A smaller version of the VMworld conference held annually in the U.S., VMworld Europe brought together its founding company, VMware, and a host of partners and competitors such as Microsoft and Citrix to show the latest in server and desktop virtualization technologies.





Check out some of the new technologies highlighted at the show.

VMware on Tuesday used the VMworld Europe 2009 conference to unveil its first concrete steps in building a cloud computing architecture.





The company's ultimate goal is to allow customers to tie their internal compute clouds with multiple external clouds from a variety of service providers into a single interoperable cloud.





VMware is not looking to build the cloud, but instead wants to be the technology of choice for enabling interoperability between clouds from multiple providers.

To make this happen, VMware plans to release the first version of its Virtual Datacenter OS, or VDC-OS, later this year. The VDC-OS is a software platform that aggregates servers, storage and networking to allow compute capacity to be delivered as an internal cloud.





VMware is also preparing to release vCloud technology, which is aimed at making internal and external clouds work together seamlessly and includes a vCloud API to allow customers to work with multiple service providers.
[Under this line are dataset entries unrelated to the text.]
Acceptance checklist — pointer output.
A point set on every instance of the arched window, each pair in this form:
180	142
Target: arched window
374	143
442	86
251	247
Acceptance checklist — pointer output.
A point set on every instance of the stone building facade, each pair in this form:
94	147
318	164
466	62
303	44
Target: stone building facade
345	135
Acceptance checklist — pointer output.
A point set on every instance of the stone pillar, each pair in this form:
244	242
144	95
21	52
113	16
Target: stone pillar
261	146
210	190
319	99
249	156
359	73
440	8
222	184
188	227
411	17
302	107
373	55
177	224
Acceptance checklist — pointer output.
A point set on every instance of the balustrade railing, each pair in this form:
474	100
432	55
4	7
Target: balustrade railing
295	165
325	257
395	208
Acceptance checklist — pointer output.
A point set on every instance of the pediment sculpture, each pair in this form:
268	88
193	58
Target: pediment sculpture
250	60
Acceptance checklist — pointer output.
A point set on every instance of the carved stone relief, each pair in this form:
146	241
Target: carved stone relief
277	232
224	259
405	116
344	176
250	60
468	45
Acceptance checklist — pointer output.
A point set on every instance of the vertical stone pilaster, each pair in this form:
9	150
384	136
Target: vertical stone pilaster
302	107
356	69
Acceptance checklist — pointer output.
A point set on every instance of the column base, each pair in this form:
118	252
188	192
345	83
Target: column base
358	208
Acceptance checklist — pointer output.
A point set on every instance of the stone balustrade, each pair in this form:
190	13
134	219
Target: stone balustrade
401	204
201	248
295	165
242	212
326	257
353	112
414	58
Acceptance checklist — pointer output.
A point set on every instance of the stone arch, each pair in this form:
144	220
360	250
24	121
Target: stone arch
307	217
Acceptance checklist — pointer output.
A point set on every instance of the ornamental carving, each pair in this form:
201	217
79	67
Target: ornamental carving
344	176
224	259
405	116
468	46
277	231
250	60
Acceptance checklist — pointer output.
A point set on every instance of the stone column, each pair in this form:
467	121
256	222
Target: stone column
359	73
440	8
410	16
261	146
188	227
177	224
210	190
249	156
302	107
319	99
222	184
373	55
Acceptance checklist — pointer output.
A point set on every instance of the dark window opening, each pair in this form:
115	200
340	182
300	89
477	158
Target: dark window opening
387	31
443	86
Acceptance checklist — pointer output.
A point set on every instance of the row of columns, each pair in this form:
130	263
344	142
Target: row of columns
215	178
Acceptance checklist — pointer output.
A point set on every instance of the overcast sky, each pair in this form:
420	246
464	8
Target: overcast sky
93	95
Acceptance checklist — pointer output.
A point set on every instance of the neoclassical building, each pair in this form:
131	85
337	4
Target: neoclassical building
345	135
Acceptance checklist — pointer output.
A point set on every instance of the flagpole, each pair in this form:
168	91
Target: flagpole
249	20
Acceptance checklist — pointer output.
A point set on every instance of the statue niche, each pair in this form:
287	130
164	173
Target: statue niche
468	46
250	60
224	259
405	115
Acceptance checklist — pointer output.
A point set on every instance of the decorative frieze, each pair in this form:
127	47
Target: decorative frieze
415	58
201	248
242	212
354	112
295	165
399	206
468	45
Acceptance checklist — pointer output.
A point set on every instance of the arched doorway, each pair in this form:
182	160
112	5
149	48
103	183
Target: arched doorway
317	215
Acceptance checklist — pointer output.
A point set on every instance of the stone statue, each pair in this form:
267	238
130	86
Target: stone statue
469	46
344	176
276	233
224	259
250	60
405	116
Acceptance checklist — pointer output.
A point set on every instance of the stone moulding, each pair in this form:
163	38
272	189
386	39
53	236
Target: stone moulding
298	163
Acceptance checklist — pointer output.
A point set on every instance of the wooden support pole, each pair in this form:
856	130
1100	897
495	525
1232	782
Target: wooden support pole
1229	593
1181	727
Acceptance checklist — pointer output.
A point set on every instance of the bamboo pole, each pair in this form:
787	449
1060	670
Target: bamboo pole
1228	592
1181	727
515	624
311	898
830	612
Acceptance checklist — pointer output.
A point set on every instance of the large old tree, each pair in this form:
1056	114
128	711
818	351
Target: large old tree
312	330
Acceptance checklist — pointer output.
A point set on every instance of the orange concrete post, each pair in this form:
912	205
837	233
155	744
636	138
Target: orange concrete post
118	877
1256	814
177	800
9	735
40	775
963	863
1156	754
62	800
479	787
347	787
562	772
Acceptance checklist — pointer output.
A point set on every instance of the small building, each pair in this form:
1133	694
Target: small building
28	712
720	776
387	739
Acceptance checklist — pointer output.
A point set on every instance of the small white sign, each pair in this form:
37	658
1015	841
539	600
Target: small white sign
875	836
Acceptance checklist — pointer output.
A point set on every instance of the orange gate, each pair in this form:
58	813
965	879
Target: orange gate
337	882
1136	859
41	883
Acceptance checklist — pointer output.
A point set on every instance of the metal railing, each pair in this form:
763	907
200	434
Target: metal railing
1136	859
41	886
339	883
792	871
That API also allows customers access to resources across both their internal clouds and in multiple external cloud providers.





Also coming this year is the VI Client, a management application that will allow customers to manage the virtual resources in their internal and external clouds.

Citrix is looking to undercut VMware's huge share of the server virtualization software market by offering its XenServer technology free of charge and by releasing its new Citrix Essentials technology to manage virtual servers created with both XenServer and Microsoft's Hyper-V.





Citrix used VMworld Europe to unveil a revamped version of its XenServer virtualization platform, which is expected to be available for free starting in March to any user for unlimited production deployment.





While basic hypervisors have been free for years, the new XenServer product differs in that it has advanced features approaching those of VMware's ESX offering, including XenMotion, which is live virtual machine motion, resource pooling on up to 32 physical server hosts.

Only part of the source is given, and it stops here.